A Model Context Protocol server that lets MCP client agents play Minesweeper by interacting with a separate game server. It provides tools for starting games, making moves, and flagging mines via MCP commands.

Capabilities

Resources
Access data sources
Tools
Execute functions
Prompts
Pre-built templates
Sampling
AI model interactions

Minesweeper MCP Server in action

The Minesweeper MCP Server is a lightweight bridge that lets AI agents—such as Claude or other Model Context Protocol (MCP) clients—interact with a classic Minesweeper game. Rather than building a custom game‑playing routine from scratch, developers can expose the full set of Minesweeper actions (e.g., opening a cell, placing or removing a flag) through the MCP interface. This enables AI assistants to play the game autonomously, solve puzzles, or even teach users how to navigate a board by providing step‑by‑step guidance.

At its core, the server translates MCP tool calls into HTTP requests that target an existing Minesweeper game backend. Each call corresponds to a single move: opening a tile, toggling a flag, or querying the current board state. The server then returns structured JSON that the AI can consume to update its internal context, decide on the next action, or report results. Because the protocol is stateless and purely request‑response, it integrates seamlessly into any AI workflow that already relies on MCP tools. Developers can simply add the server as a new tool in their client configuration, and the assistant will automatically discover and use it.

Key capabilities include:

  • Full board manipulation – Open or flag any coordinate, with 0‑based indexing that matches the game’s API.
  • State inspection – Retrieve the current board layout, mine counts, and whether the game is won or lost.
  • Game lifecycle control – Start a new game, reset an existing one, and monitor progress.
  • Error handling – The server reports invalid moves or out‑of‑bounds coordinates, allowing the AI to adjust its strategy.

Real‑world scenarios where this MCP server shines are plentiful.
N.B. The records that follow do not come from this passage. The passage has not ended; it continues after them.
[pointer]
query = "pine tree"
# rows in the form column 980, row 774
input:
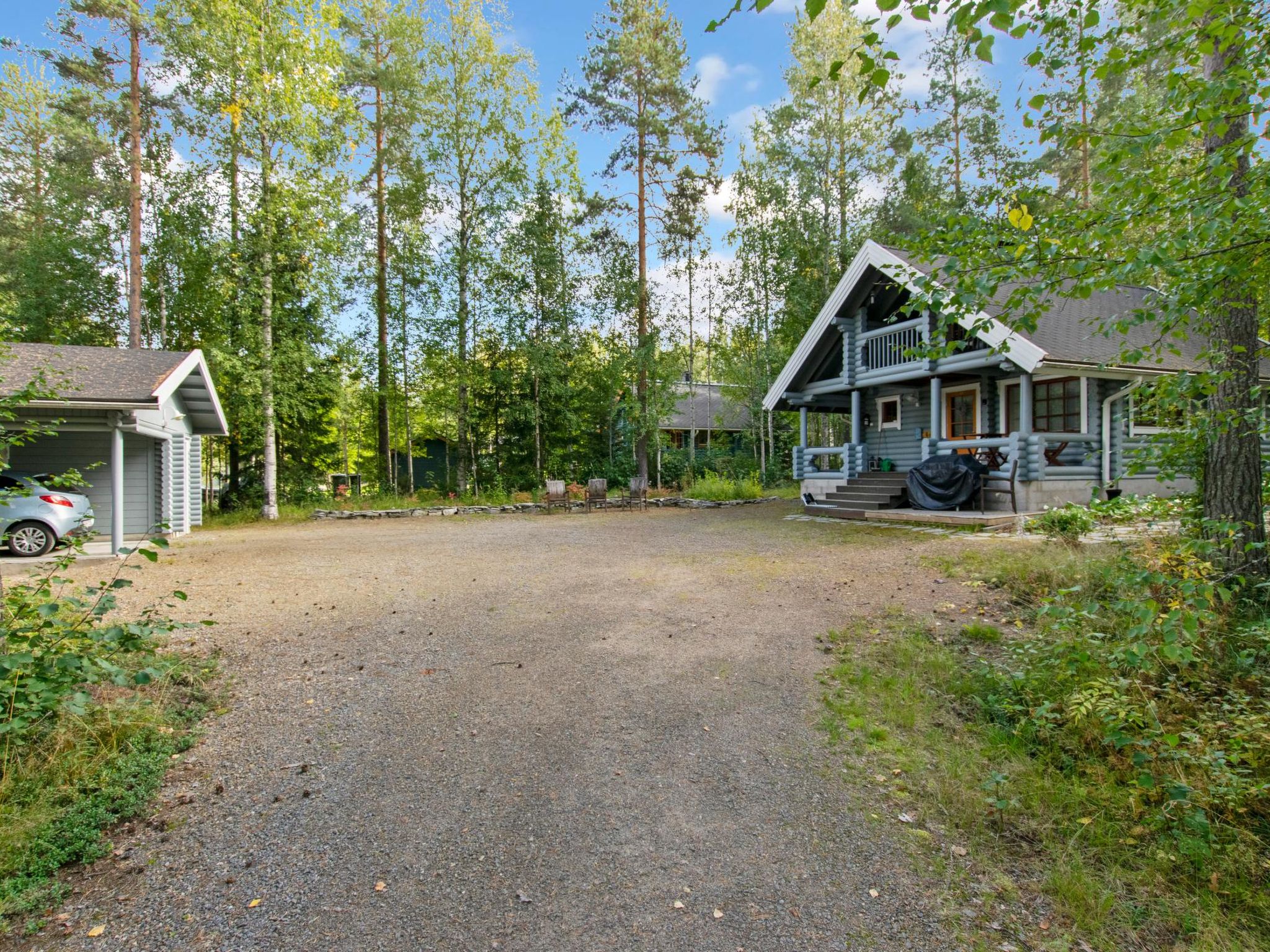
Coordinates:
column 474, row 115
column 385, row 63
column 634, row 84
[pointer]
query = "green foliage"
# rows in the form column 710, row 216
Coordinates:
column 1066, row 523
column 980, row 631
column 1161, row 669
column 717, row 488
column 87, row 775
column 1142, row 509
column 1068, row 822
column 58, row 640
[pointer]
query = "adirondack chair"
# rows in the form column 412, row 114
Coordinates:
column 557, row 495
column 1001, row 485
column 638, row 493
column 597, row 494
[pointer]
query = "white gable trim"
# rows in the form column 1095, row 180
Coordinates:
column 195, row 361
column 1023, row 352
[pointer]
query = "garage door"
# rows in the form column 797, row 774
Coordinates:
column 89, row 452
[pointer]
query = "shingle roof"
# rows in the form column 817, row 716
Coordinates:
column 1070, row 329
column 93, row 374
column 706, row 407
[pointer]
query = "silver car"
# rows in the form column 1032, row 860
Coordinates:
column 35, row 518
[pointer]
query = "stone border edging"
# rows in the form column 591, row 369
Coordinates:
column 664, row 503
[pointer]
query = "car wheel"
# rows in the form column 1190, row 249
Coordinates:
column 29, row 540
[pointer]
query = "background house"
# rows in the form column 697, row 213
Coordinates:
column 704, row 414
column 131, row 421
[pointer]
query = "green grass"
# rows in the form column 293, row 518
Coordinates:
column 900, row 699
column 87, row 775
column 716, row 488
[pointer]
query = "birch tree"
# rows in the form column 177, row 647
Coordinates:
column 636, row 84
column 477, row 104
column 385, row 65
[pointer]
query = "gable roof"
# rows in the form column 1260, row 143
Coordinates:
column 883, row 259
column 1068, row 333
column 1070, row 329
column 110, row 377
column 705, row 407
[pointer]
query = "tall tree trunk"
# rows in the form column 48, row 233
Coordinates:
column 538, row 385
column 642, row 309
column 957, row 128
column 406, row 391
column 464, row 238
column 234, row 474
column 1232, row 462
column 693, row 375
column 135, row 183
column 381, row 287
column 270, row 507
column 163, row 312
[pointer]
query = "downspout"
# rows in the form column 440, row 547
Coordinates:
column 1106, row 428
column 116, row 483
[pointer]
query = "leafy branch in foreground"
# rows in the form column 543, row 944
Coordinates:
column 59, row 640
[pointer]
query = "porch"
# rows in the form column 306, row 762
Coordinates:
column 959, row 416
column 970, row 521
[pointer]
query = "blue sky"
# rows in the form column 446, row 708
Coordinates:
column 739, row 65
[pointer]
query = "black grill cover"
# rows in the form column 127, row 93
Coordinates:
column 945, row 482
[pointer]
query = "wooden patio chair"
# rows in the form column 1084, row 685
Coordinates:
column 1001, row 485
column 557, row 495
column 597, row 494
column 637, row 494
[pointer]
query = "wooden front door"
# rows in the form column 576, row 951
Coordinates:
column 961, row 414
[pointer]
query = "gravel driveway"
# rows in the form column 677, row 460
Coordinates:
column 538, row 733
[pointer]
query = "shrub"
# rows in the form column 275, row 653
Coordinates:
column 1156, row 673
column 1066, row 523
column 56, row 640
column 1129, row 508
column 717, row 488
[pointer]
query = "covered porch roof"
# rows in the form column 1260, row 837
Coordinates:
column 116, row 379
column 878, row 281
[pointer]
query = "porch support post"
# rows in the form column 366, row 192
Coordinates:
column 1025, row 431
column 116, row 489
column 1025, row 403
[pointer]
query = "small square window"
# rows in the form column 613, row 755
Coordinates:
column 888, row 413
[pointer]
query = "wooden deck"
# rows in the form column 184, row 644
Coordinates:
column 926, row 517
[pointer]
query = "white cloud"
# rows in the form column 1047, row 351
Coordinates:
column 741, row 122
column 671, row 286
column 717, row 202
column 714, row 71
column 163, row 81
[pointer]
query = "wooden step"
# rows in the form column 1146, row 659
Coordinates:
column 864, row 495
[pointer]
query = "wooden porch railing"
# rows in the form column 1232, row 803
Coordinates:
column 890, row 347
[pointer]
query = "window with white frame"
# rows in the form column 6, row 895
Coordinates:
column 1059, row 405
column 1153, row 410
column 888, row 413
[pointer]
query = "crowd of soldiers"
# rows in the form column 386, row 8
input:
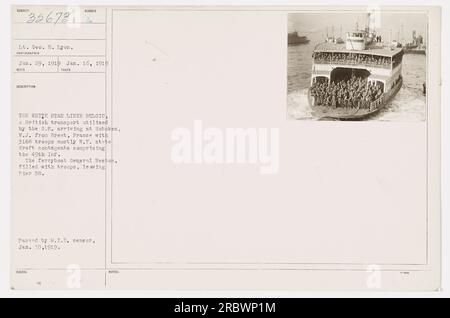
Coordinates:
column 355, row 92
column 352, row 58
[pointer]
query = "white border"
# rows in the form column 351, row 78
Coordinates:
column 5, row 146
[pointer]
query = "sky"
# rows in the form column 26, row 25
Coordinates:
column 400, row 25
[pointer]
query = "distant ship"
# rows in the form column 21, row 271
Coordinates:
column 294, row 38
column 362, row 58
column 417, row 46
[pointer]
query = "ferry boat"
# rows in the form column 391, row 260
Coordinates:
column 363, row 57
column 294, row 38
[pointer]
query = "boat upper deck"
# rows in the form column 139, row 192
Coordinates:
column 375, row 49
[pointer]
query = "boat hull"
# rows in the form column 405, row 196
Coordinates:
column 330, row 113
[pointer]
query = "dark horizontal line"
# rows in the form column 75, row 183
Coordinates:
column 42, row 39
column 220, row 269
column 26, row 56
column 53, row 24
column 61, row 72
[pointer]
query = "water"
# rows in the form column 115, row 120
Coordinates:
column 408, row 105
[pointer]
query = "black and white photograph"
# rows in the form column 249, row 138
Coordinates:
column 357, row 66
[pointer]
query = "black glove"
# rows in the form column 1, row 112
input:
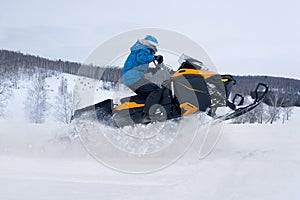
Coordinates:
column 159, row 59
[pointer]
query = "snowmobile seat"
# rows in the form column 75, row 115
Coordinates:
column 135, row 98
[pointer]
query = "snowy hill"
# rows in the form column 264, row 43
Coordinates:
column 41, row 161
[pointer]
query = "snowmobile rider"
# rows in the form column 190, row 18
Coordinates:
column 136, row 66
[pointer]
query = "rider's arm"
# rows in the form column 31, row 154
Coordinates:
column 144, row 56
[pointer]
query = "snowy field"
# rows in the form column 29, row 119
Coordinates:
column 251, row 161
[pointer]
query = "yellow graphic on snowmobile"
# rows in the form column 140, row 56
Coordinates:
column 128, row 105
column 190, row 108
column 204, row 73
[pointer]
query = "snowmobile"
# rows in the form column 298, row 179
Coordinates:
column 191, row 89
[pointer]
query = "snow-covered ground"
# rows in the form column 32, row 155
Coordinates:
column 251, row 161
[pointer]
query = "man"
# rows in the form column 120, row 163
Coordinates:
column 136, row 66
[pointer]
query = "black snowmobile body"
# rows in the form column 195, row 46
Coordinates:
column 190, row 89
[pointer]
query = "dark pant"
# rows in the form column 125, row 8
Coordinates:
column 148, row 91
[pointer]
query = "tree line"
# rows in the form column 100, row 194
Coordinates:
column 284, row 92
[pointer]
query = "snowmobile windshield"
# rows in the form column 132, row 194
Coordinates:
column 187, row 62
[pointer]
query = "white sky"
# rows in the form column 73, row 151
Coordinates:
column 242, row 37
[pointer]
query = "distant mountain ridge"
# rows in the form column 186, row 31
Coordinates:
column 12, row 62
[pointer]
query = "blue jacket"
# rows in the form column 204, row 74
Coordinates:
column 137, row 63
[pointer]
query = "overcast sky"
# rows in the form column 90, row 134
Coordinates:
column 241, row 37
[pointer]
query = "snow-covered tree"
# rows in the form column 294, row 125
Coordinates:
column 36, row 104
column 5, row 91
column 64, row 104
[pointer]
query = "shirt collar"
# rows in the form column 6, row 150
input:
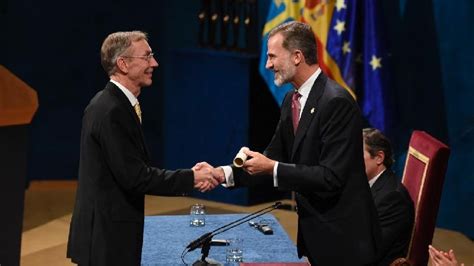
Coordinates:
column 308, row 84
column 372, row 181
column 133, row 100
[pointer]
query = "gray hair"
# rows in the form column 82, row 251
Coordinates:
column 298, row 36
column 115, row 45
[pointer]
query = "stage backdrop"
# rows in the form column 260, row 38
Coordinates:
column 54, row 47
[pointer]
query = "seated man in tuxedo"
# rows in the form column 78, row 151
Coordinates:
column 392, row 201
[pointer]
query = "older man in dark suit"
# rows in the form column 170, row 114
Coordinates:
column 394, row 205
column 316, row 151
column 114, row 168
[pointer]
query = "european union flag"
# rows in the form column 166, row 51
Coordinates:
column 350, row 50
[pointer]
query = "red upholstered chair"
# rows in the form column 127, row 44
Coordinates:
column 425, row 168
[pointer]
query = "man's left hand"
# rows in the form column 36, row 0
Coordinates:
column 259, row 164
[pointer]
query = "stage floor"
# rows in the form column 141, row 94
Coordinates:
column 48, row 207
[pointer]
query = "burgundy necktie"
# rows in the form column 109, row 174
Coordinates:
column 295, row 110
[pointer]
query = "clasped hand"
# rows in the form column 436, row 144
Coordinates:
column 206, row 177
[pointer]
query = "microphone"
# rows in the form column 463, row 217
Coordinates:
column 198, row 242
column 264, row 228
column 206, row 238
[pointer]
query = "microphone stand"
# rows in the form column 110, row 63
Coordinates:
column 204, row 241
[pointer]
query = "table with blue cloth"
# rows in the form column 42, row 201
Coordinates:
column 165, row 238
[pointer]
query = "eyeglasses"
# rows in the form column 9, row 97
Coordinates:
column 144, row 57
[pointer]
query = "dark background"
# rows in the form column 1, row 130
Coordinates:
column 54, row 47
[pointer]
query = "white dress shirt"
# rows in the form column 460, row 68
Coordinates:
column 133, row 100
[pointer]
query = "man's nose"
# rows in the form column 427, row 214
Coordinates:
column 269, row 64
column 154, row 62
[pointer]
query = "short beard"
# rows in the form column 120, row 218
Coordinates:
column 285, row 74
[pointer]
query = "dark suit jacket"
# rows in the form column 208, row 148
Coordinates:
column 323, row 163
column 396, row 215
column 114, row 175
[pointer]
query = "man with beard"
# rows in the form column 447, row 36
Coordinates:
column 114, row 168
column 392, row 201
column 316, row 151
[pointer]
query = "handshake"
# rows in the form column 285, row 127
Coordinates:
column 206, row 177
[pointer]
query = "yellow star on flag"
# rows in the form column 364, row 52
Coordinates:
column 340, row 26
column 376, row 62
column 340, row 4
column 346, row 48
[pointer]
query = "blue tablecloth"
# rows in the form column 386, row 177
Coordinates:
column 166, row 237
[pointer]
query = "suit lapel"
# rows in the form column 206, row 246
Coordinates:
column 309, row 111
column 126, row 104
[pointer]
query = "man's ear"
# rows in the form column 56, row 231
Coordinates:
column 122, row 65
column 380, row 157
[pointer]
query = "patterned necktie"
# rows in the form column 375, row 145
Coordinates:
column 138, row 111
column 295, row 110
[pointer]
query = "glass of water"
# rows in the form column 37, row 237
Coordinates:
column 197, row 215
column 234, row 250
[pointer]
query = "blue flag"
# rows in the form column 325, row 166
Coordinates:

A developer could build a “playthrough assistant” that automatically solves puzzles, logs the solution path for analytics, or generates tutorials. Game‑testing pipelines could incorporate AI agents that play randomly to surface edge cases. Educational tools might let students interact with an AI tutor that demonstrates Minesweeper tactics in real time.

Because the server is built on top of a proven game backend, it offers reliability and speed. Its integration requires only minimal configuration: add the tool to your MCP client, start the game server locally, and let the AI orchestrate gameplay. This makes it an attractive option for teams looking to prototype AI‑driven game interactions or embed intelligent gameplay into larger applications without reinventing the underlying mechanics.